The ACLU’s brief argues that the Supreme Court has repeatedly upheld federal laws that, like ICWA, specifically apply to tribes and has recognized these laws are rooted in tribal political sovereignty rather than race.
Sharen Kickingwoman, Indigenous Justice Program Manager with the ACLU of Montana: “The United States has a long history of child removal as a practice of genocide through boarding schools and other means, the challenging of this law is a further extension of those practices. If ICWA is overturned, states would be allowed to forcibly remove Native children from their families, tribes, and culture without recourse, while simultaneously depriving tribal nations of future generations of members — putting the very existence of tribes in jeopardy. After centuries of colonization and genocide, ICWA remains essential to ensuring that our culture, communities and identity remain vibrant and strong.”
In Montana, a recent audit of the child welfare system showed that Montana is the worst state in the country for removing children - three times higher than the national average - and that even with ICWA, Indigenous children are disproportionately removed from their families and communities and disproportionately represented in the foster care system - amounting to 40% of the population. ICWA in Montana is keeping a crisis from turning into a catastrophe.
Sharen Kickingwoman, Indigenous Justice Program Manager with the ACLU of Montana: “Overwhelming evidence shows that Indigenous children removed from their homes and their kin grow up disconnected from culture, tradition, and identity. Children have a deeper understanding of their cultural background and have better life outcomes when they are able to participate in ceremony and be surrounded by youth, elders, and their communities. The eight federally recognized Tribal Nations within Montana have a fundamental right to govern themselves and make decisions on issues that affect their own people — including Native children — without interference from federal or state governments.”

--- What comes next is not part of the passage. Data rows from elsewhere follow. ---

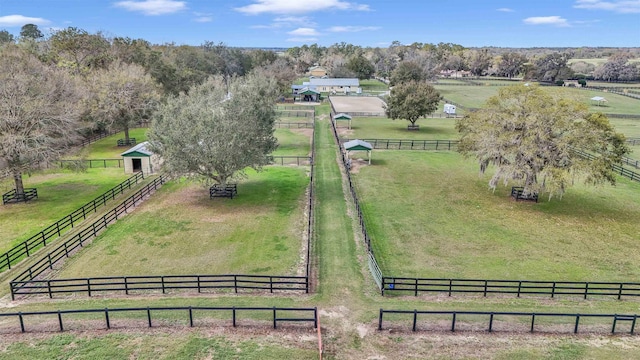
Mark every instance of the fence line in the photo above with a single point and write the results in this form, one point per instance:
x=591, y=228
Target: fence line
x=118, y=162
x=519, y=287
x=373, y=264
x=285, y=314
x=297, y=125
x=533, y=315
x=298, y=160
x=27, y=247
x=91, y=231
x=163, y=283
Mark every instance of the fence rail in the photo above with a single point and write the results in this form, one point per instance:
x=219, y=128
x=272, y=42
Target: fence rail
x=93, y=163
x=129, y=284
x=292, y=125
x=77, y=241
x=298, y=160
x=14, y=197
x=615, y=318
x=27, y=247
x=519, y=287
x=279, y=314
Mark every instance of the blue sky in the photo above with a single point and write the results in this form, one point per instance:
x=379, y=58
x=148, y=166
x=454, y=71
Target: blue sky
x=286, y=23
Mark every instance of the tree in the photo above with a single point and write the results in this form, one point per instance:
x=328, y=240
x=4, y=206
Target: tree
x=30, y=31
x=6, y=37
x=361, y=67
x=553, y=67
x=38, y=113
x=534, y=138
x=214, y=135
x=407, y=71
x=123, y=95
x=411, y=100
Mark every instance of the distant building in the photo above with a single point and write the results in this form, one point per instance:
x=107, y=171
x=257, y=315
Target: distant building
x=328, y=85
x=317, y=71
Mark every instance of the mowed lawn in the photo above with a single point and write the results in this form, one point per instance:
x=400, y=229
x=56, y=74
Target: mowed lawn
x=385, y=128
x=59, y=193
x=107, y=148
x=179, y=230
x=431, y=215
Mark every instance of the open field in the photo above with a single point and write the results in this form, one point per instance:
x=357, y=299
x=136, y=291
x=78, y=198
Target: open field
x=181, y=231
x=59, y=193
x=385, y=128
x=429, y=215
x=365, y=104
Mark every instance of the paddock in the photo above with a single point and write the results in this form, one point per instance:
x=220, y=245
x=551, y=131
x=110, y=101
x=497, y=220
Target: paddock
x=352, y=105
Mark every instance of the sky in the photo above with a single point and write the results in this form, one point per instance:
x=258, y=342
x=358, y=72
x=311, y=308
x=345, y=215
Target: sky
x=375, y=23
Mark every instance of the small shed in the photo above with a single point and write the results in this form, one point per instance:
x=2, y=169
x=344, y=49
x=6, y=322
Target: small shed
x=342, y=116
x=358, y=145
x=139, y=158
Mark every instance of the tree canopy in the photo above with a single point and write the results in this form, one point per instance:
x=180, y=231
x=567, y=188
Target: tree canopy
x=214, y=135
x=411, y=100
x=38, y=112
x=533, y=138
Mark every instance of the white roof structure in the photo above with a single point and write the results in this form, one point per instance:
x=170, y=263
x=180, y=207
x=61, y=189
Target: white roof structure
x=140, y=148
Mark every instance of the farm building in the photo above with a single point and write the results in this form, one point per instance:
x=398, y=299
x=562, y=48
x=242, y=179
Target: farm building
x=140, y=158
x=317, y=71
x=330, y=85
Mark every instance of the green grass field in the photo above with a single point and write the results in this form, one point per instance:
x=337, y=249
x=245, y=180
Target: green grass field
x=181, y=231
x=431, y=215
x=59, y=193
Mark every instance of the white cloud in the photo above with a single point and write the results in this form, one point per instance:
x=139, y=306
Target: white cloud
x=153, y=7
x=287, y=21
x=624, y=6
x=546, y=20
x=304, y=32
x=353, y=28
x=298, y=6
x=302, y=39
x=19, y=20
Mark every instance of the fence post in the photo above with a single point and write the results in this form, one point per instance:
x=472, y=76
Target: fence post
x=106, y=318
x=60, y=320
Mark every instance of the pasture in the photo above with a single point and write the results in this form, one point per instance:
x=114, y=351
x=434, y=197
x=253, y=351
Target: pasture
x=59, y=193
x=180, y=231
x=429, y=214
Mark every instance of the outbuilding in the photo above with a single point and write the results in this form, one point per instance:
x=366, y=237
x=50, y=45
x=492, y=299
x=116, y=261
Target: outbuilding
x=139, y=158
x=358, y=145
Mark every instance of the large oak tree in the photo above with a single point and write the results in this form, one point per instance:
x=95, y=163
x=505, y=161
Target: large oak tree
x=38, y=113
x=534, y=139
x=213, y=135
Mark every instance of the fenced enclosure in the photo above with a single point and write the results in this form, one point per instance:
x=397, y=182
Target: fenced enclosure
x=65, y=249
x=92, y=163
x=614, y=318
x=14, y=197
x=25, y=248
x=484, y=287
x=278, y=314
x=163, y=284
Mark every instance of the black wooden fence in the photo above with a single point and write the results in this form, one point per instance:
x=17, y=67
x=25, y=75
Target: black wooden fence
x=27, y=247
x=279, y=314
x=93, y=163
x=14, y=197
x=77, y=241
x=371, y=259
x=294, y=125
x=416, y=286
x=408, y=144
x=164, y=284
x=504, y=316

The ACLU of Montana is committed not just to preserving ICWA, but ensuring that it is robustly implemented throughout Montana. If ICWA is overturned at the federal level, the onus may well fall on states to implement similar legislation to keep Indigenous children with their families and communities and nations together - even though states have long sought to undermine tribal sovereignty and identity. The ACLU of Montana supports current efforts to adopt a Montana ICWA during the 2023 Legislative Session.
In collaboration with the University of Montana Native American Law Student Association and the Montana Bar Indian Law Section, the ACLU of Montana will host a Brackeen Oral Argument Listening event on November 9th from 8:00am to 10:30am in the Castle Center at the University of Montana Law School. Students and others are welcomed to attend, listen to oral arguments at the United States Supreme Court, and hear from Law Professor Kekek Stark and the ACLU of Montana’s Policy Director Keegan Medrano.
The ACLU’s brief was filed by the ACLU, ACLU of NorCal, ACLU of Alaska, ACLU of Arizona, ACLU of Maine, ACLU of Montana, ACLU of Nebraska, ACLU of New Mexico, ACLU of Oklahoma, ACLU of South Dakota, North Dakota and Wyoming chapter, ACLU of Texas, ACLU of Utah, and ACLU of Washington.